Mesi. Ne erano già passati quattro da quando il ragazzo del futuro aveva annunciato l'arrivo dei Cyborg e lui ancora non era riuscito a trasformarsi in Super-Sayan. Kaaroth, invece, ci era riuscito. E da parecchio tempo ormai. Ma Vegeta non poteva accettarlo. Come poteva rassegnarsi al fatto che un suo suddito lo avesse superato? Come poteva essere successo? Lui era il Principe dei Sayan, il più forte, il più astuto, l'imbattibile. Era sempre stato così, fin da quand'era bambino. Perchè ora era tutto diverso? Perchè ora si sentiva così debole? Non riusciva a trovare risposta. E con questo pensiero fisso entrò nella doccia. Non ci rimase a lungo, aveva troppa fame. Non mangiava dalla sera prima e si sentiva completamente privo di forze. S'infilò una tuta, una canottiera nera e le scarpe, poi scese in sala da pranzo. Era persino disposto a sopportare i terrestri pur di mettere qualcosa sotto i denti. Ma la fortuna continuava ad assisterlo. Nella grande sala illuminata da un enorme lampadaro di cristallo, non c'era neanche l'ombra delle due insopportabili donne. C'era solo il marito della bionda, ma questi non gli avrebbe dato troppo fastidio. Per lo meno non tanto quanto le altre due.
"Oh, Vegeta!" lo salutò il signor Brief quando lo vide entrare. Era seduto al tavolo e stava rovistando tra alcuni fogli sparsi un pò ovunque, addirittura sulle sedie e sul pavimento. 
"Finalmente, sei stato chiuso lì dentro tutto il giorno!

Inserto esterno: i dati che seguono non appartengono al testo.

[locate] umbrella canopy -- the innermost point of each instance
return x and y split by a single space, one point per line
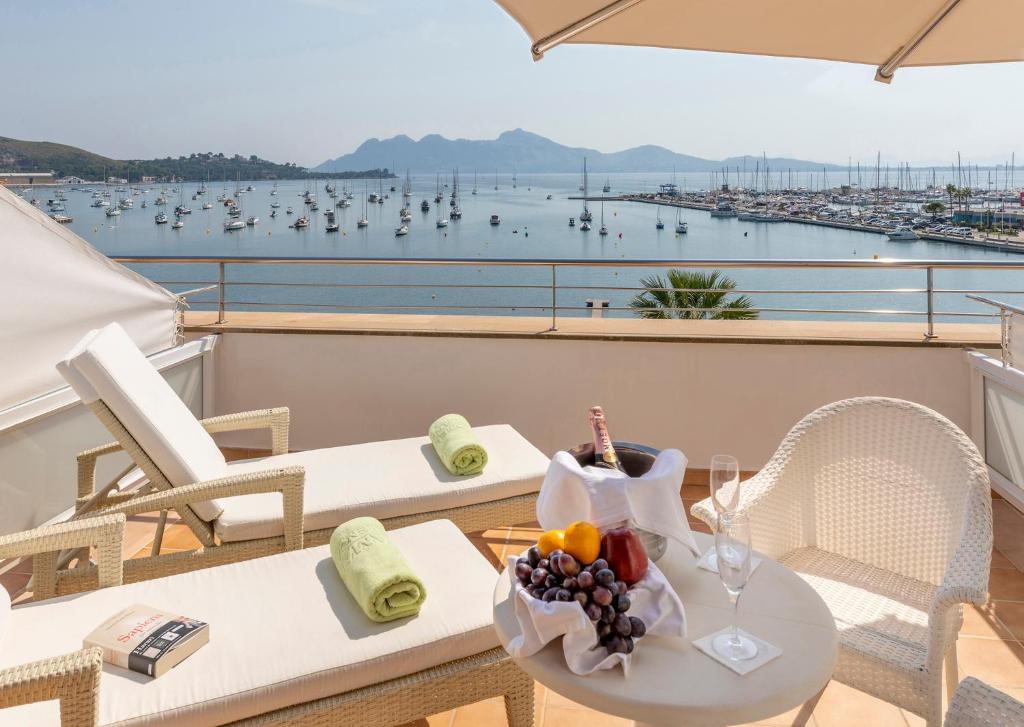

Avrai fame immagino" disse mentre raccoglieva in fretta e furia la carta intorno a sè. "Perchè non ti siedi, mia moglie ha lasciato qualcosa per te" e così dicendo si avviò verso la cucina, mentre Vegeta si accomodava al grande tavolo di legno di quercia. Vi appoggiò le braccia e si strofinò un pò gli occhi con le mani. Era davvero esausto, ma anche soddisfatto: la sua idea era che più si è stanchi più il lavoro è stato fatto bene.
Intanto l'uomo era tornato dalla cucina e certo non a mani vuote. Teneva un gran bel piatto di spaghetti con salsa di soia in una mano e nell'altra del pollo alle mandorle con un contorno di funghi. Lo stomaco del Sayan ruggì dolcemente a quella visione.
"Ecco qui" disse il signor Brief posando il cibo di fronte a Vegeta, il quale nemmeno si sognò di ringraziarlo. Stava per cominciare a mangiare quando l'uomo gli parlò di nuovo.
"Ehi, Vegeta, che ti sei fatto alle mani?" gli chiese leggermente allarmato. Vegeta non si scompose, ma qualcosa dentro di lui vibrò appena. Con una semplice alzata di spalle rispose al signor Brief, che non indagò oltre. Sapeva che le domande infastidivano il Sayan e lui non voleva certo dargli noia. Tornò ad osservare i suoi fogli al capo opposto del grande tavolo.
Poco più tardi Vegeta s'alzò, dopo aver mangiato a dismisura e si diresse spedito verso la sua camera, ignorando il signor Brief che gli augurava una buonanotte e scollandosi facilmente di dosso la moglie, che però non si lasciò guastare l'entusiasmo.
"Ci vediamo domani, bel ragazzone!" gli urlò dietro mentre lui quasi correva verso la sua stanza.
Quando arrivò al corridoio del primo piano sciolse le bende ormai lerce. Le ferite si erano già completamente rimarginate. Una volta giunto di fronte alla porta della camera, però, credette di essersi confuso. Controllò velocemente e corrugò le sopracciglia notando che la stanza era quella giusta, ma dentro c'era qualcuno che non avrebbe dovuto esserci. Percepiva la sua debole aura.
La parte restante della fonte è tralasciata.